Bring your whole self to work means to show up in a way that is vulnerable, true, and authentic... showing up as you are.
Celia Muñoz described a professional experience where she felt like she was struggling to have the authoritative voice that she needed to do her job well. Some of that was because some people mistook graciousness for lack of strength or lack of authority.
- She had sessions with Valerie Jarret to refine her approaches to her coworkers.
- It took weeks of work behind the scenes, just to be heard.
Chapter 4 Damned If You Do
The path to success requires self-advocacy and convincing others that you're worthy of investment.
Once you get a job, you want to make a good impression. That can mean feeling pressure to go along with bad ideas, doing others work and cover for them, rapidly responding to emails for fear of being perceived as lazy. Being aware that these pressures exist is the first step to combating them.
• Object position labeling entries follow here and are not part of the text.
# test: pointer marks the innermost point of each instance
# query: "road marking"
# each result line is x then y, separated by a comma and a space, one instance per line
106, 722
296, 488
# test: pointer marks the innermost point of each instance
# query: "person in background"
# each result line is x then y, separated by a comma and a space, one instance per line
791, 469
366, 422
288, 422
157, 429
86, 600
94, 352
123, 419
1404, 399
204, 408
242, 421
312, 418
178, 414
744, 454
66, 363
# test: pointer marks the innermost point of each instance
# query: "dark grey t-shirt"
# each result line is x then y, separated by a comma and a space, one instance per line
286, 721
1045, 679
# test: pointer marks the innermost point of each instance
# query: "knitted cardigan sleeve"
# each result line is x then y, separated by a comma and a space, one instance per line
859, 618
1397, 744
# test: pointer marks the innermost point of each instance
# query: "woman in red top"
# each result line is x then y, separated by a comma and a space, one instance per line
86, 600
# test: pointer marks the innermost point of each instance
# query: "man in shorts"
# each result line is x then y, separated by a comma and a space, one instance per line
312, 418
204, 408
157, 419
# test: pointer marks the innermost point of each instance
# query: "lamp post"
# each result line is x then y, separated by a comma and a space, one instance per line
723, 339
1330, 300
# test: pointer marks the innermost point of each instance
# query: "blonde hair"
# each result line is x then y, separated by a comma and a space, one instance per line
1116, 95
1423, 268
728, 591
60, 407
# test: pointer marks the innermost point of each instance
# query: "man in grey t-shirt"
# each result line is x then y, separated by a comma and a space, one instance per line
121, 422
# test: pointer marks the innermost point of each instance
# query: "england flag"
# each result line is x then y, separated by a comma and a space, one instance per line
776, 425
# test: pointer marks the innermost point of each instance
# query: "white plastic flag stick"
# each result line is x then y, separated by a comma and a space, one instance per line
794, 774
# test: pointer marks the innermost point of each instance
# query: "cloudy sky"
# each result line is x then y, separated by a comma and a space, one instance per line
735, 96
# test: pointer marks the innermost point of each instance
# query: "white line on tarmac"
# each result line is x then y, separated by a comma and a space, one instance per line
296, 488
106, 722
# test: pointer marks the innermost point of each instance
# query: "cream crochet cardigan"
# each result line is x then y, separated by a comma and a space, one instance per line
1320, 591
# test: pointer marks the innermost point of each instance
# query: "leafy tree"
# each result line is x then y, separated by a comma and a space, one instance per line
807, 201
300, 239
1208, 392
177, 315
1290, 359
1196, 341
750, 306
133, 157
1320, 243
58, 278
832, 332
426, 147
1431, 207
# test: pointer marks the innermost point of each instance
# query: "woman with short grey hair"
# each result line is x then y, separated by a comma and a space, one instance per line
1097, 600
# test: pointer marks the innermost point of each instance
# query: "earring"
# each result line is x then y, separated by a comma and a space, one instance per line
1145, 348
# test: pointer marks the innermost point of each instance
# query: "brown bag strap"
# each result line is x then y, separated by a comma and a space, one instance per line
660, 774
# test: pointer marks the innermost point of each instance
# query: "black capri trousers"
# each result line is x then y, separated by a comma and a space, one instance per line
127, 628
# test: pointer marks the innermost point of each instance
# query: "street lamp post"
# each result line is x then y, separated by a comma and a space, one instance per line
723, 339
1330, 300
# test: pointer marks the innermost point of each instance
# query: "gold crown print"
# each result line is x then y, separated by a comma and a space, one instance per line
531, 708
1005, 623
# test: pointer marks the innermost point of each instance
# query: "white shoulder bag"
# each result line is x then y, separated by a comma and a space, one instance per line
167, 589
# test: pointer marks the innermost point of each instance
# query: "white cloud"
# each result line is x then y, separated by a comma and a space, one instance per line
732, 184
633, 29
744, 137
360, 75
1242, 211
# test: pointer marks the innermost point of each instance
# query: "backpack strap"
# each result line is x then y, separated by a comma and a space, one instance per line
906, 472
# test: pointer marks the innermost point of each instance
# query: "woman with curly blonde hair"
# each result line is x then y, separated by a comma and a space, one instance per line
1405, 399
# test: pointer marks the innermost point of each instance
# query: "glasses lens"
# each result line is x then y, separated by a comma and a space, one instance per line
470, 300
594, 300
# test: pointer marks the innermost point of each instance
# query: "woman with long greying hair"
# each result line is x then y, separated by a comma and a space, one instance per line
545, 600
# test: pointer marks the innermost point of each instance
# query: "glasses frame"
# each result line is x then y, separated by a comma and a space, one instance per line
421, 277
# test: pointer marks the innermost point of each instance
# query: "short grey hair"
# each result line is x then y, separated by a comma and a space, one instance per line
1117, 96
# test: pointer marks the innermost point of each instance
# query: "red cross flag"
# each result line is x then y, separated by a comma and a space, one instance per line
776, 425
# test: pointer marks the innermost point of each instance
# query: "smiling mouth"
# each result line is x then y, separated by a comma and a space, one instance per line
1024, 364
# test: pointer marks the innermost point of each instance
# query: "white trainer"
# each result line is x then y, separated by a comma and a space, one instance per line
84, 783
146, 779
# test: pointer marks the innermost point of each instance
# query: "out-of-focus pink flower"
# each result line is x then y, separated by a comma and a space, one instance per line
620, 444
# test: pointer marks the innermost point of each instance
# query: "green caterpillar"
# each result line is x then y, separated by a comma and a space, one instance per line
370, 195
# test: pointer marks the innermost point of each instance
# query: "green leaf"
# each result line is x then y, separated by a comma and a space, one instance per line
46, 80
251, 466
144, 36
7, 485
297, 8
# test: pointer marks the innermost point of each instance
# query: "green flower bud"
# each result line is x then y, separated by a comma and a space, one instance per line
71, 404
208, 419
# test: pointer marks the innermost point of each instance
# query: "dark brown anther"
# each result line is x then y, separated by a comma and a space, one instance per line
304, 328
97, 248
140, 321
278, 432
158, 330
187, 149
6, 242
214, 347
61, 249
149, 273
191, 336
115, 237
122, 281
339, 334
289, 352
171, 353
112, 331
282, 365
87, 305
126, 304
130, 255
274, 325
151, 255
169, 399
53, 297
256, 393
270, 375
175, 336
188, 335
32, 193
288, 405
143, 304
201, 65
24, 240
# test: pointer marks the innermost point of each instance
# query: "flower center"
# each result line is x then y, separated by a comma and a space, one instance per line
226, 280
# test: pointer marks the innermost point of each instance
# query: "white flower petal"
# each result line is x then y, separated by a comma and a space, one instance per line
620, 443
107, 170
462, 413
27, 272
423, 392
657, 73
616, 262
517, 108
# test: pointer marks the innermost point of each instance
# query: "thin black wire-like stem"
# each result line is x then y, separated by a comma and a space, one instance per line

Are you an asker or a guesser? Askers ask for what they want and need.. They ask anyone for anything because they are comfortable with getting a 'no'. Guessers hate to ask for anything. They only ask when they're sure the answer is 'yes'. In a perfect world, we'd be offered what we want without asking. This is in part because when we're asked for things we feel oblicated to say 'yes'.
Social capital is more necessary to a manager's advancement than hard skills and executions of tasks.
Ambition is a form of resilence. It's a motor that powers you though rejection, long nights, and pitch meetings where investors or studio executives or your higher-ups turn you down.
All these professional necessities - getting hired, self-promotion, negotiating, receiving feedback, cultivating ambition - are critical for success.
Chapter 6 Public Person; Private Self
Criticism is part of the job, your skin will toughen.
— Mari Carmen Aponte
Sometimes what's necessary to succeed runs in sharp opposition to what's most authentic to one's self.
Chapter 7 Angry Women Everywhere
'She's a bitch, but he's just having a bad day.'
When women explain why they reacted how they reacted, specifically when they identify the circumstance that triggered their response, they don't experience as severe a penalty.
Premise: women's best options are to navigate and survive systems built and ran by white men. Additional layer of complexity for women of color.
Chapter 8 Addressing the Emotional Cost
We're whole people - so you can't coach someone at work without knowing what's going on at home. Every part of our lives is woven into every other part.
Who you really are is more appealing than who you pretend to be when I feel threatened or unsure.
Practice and research alone so that you can show up as the person you are!
In our attempts to strive towards an 'ideal self', many of us create rules of who we should be and what we should do. The space between our real self and our ideal self is drawn not just by our aspirations to be better, but by some sense that our ideal self would be better regarded than our true self.
Learning how not to internalize other's opinions is a process.
Getting concrete feedback.
- "Can you be more concrete?"
- "How does this thing I do impact my work?"
- "Compared to whom?"
You are more likely to feel like you belong in your workplace when you're im a community with others.
A truly valuable mentor is able to help you identify and articulate you strength and goals.A professional sponsor makes you known to power players inside and outside your organization, advocates for you and connects you with opportunities for advancement. You must also benefit the sponsor! You're not looking for a new best friend, but someone whose interests align with yours, has power, a big network, and a willingness to use those assets on your behalf.
There has to be something about you — personality, visiion, work ethic — that attracts people to you.
Chapter 9 Shifting Away from Likeability
— Mindy Kaling
Many people who care about likeability also care deeply about how their words and actions impact others. But prioritize truthfullness and compassion over being liked.